Unter Deck ging er mit ihm durch die Mannschaftsunterkünfte und die Messe zur Kombüse durch, stieg dort die Leiter empor und stieß die Falltür auf, die zum Glück nicht verriegelt war. Er schob den Schiffsjungen hindurch, stieg hinterher und nickte dem Smutje zu, der ihn überrascht ansah. "Kümmere dich um den Kleinen und sorg' dafür, dass er hier bleibt." Ramin schloss die Falltür und ging durch die Tür der Kombüse zurück an Deck, um dort seiner Arbeit nachzugehen und die Männer zu koordinieren.

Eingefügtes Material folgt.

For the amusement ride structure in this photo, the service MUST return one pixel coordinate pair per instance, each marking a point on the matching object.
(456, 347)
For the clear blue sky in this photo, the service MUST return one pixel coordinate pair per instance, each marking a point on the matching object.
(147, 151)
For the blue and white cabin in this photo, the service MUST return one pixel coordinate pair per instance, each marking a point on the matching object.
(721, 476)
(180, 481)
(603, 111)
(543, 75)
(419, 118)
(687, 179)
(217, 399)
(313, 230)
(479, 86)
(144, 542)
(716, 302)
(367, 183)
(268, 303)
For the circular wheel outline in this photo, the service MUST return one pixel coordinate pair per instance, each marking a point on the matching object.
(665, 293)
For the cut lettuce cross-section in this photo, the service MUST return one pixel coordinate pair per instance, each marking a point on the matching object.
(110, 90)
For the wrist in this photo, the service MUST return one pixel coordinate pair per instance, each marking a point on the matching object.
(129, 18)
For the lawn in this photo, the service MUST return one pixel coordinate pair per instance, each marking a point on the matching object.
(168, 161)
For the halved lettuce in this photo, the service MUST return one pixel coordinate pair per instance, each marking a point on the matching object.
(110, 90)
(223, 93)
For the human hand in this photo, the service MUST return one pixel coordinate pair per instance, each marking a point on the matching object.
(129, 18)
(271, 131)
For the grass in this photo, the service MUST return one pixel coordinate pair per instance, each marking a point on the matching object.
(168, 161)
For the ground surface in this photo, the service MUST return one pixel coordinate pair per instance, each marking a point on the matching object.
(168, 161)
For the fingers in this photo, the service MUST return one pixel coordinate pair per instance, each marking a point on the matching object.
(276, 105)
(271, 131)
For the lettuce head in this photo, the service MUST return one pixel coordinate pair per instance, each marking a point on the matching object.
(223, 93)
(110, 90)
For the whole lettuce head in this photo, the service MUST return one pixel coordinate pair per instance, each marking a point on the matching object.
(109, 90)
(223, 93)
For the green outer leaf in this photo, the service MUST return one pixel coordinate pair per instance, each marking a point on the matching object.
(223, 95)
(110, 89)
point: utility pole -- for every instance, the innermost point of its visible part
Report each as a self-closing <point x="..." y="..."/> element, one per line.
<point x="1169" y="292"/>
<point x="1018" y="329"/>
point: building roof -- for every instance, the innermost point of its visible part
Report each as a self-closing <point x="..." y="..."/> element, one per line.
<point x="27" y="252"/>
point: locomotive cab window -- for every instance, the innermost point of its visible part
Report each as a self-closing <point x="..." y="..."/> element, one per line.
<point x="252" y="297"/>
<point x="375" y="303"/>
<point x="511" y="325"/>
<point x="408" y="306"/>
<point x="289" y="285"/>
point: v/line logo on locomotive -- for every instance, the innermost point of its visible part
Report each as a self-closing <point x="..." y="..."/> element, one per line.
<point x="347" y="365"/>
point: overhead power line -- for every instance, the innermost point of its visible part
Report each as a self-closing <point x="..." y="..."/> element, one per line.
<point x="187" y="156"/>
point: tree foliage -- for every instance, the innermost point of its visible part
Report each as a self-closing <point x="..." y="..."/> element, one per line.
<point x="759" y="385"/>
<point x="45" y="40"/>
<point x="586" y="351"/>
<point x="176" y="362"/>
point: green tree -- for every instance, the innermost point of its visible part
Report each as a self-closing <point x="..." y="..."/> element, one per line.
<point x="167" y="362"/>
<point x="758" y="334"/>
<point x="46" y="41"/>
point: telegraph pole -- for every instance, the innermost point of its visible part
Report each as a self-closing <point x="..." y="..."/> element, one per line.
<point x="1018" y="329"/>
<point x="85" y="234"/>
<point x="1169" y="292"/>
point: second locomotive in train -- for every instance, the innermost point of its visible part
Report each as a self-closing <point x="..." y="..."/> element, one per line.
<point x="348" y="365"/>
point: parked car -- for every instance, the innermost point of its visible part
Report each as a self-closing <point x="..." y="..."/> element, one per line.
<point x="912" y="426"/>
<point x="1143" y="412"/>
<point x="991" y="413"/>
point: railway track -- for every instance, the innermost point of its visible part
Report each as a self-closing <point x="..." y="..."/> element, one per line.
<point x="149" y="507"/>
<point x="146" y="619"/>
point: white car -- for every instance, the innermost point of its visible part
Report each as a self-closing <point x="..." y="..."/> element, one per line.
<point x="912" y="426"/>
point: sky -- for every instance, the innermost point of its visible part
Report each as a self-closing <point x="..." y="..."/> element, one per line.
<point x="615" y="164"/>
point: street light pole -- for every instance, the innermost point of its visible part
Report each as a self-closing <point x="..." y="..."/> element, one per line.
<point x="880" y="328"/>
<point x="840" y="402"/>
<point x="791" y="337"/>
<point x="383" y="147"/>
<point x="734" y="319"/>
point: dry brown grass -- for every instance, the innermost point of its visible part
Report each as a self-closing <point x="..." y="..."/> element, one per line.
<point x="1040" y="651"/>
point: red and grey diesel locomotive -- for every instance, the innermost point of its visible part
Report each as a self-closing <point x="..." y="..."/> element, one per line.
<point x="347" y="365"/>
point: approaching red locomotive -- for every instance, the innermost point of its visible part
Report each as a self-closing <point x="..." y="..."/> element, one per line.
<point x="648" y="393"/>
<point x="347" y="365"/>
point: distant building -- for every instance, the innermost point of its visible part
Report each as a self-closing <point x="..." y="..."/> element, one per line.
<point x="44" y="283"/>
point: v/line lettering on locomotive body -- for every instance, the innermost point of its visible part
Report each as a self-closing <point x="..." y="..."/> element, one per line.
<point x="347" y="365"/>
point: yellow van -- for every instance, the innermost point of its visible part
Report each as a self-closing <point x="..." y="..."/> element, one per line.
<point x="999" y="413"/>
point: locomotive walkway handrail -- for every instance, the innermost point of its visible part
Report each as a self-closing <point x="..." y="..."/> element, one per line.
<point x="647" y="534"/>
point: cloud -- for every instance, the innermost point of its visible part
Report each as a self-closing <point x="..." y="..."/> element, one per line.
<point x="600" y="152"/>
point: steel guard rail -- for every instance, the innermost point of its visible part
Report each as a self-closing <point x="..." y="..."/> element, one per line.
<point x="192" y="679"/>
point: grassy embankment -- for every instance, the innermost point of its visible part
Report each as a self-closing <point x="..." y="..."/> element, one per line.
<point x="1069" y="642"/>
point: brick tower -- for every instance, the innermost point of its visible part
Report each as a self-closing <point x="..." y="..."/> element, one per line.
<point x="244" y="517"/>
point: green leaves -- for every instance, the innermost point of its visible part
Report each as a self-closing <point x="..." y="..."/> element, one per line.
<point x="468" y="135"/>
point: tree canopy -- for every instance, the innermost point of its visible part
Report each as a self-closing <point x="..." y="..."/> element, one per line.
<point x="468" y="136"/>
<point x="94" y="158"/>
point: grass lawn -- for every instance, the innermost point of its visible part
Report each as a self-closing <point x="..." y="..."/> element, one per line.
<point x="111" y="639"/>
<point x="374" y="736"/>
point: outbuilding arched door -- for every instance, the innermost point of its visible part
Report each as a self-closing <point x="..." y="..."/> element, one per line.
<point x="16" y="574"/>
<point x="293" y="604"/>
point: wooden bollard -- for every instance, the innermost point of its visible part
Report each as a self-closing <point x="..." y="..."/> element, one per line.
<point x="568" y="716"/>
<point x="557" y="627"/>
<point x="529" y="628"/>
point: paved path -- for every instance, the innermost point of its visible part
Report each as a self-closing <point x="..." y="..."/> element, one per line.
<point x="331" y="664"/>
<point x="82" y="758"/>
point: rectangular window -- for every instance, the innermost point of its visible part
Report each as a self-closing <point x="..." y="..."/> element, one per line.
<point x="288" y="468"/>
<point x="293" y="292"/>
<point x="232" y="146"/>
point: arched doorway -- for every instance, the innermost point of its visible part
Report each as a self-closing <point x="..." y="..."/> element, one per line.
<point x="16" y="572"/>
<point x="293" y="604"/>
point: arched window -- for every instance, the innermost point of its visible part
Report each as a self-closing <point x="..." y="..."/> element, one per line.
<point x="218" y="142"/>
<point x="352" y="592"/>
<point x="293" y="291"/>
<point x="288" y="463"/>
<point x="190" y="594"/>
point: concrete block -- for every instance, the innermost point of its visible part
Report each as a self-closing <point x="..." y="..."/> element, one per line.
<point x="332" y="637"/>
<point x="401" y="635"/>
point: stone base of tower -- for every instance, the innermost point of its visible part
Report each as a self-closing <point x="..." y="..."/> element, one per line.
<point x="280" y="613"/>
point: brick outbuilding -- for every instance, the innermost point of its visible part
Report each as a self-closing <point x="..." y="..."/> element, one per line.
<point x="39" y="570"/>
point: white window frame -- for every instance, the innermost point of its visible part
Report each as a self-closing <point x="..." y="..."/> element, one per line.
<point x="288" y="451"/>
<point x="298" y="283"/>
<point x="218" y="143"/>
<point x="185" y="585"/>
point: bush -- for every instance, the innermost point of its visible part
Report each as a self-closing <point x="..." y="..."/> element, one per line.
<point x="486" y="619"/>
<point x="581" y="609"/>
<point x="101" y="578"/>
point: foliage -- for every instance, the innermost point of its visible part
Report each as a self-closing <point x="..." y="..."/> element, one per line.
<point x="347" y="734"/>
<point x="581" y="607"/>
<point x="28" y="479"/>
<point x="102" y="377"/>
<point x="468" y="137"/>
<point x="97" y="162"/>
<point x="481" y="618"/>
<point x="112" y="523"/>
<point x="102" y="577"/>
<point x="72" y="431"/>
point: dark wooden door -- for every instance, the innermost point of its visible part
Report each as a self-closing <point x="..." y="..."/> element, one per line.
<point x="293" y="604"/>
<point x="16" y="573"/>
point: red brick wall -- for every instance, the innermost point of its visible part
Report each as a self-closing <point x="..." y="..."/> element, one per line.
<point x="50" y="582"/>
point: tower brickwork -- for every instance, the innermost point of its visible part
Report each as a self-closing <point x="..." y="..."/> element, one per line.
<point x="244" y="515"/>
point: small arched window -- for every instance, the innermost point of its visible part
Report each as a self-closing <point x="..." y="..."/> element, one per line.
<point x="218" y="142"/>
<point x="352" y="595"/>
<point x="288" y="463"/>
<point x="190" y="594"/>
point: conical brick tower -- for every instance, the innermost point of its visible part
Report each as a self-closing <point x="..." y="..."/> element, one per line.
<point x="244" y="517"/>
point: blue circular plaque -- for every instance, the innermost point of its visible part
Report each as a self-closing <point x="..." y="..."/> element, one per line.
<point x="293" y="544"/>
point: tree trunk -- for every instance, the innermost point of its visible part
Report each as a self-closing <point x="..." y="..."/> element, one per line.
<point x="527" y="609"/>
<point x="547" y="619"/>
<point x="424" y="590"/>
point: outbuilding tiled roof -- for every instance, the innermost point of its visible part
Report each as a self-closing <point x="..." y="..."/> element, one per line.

Haydar hatte nicht viel übrig für die Sorte Kapitän, die nur schreien, aber nicht anpacken konnten, wenn Not am Mann war. Den Überblick zu haben und zu behalten, war eine Sache, aber manchmal war einfach handfestes Zupacken gefragt. Gemeinsam mit der Mannschaft legte er sich in die Seile, um die Segel runter zu holen, bevor sie rissen oder gar ein Mast brach. Über ihm turnten Männer in der Takelage, um das geraffte Segel festzubinden. Haydar ärgerte sich, dass sie den Sturm nicht hatten kommen sehen. Er wollte keinen seiner Leute an die See verlieren.

Bald hatten sie alle Segel bis auf das kleine Fock am Bug gerefft; Haydar jagte alle Männer unter Deck, die entbehrlich waren. Dazu gehörten nun auch sein Bootsmann und er selbst. Später, wenn der Sturm zu lange anhielt, würde er Nhel am Steuerrad ablösen. Innerlich gönnte er sich ein Grinsen. Sollte das wirklich nötig sein, konnte er sich auf einen Kampf mit seinem Steuermann gefasst machen. Gerade in so einem Wetter gab dieser das Ruder nur unter Androhung von Gewalt ab. Haydar schloss die Tür des Offiziersbereichs hinter ihnen und sperrte so einen Teil des wütenden Windes aus.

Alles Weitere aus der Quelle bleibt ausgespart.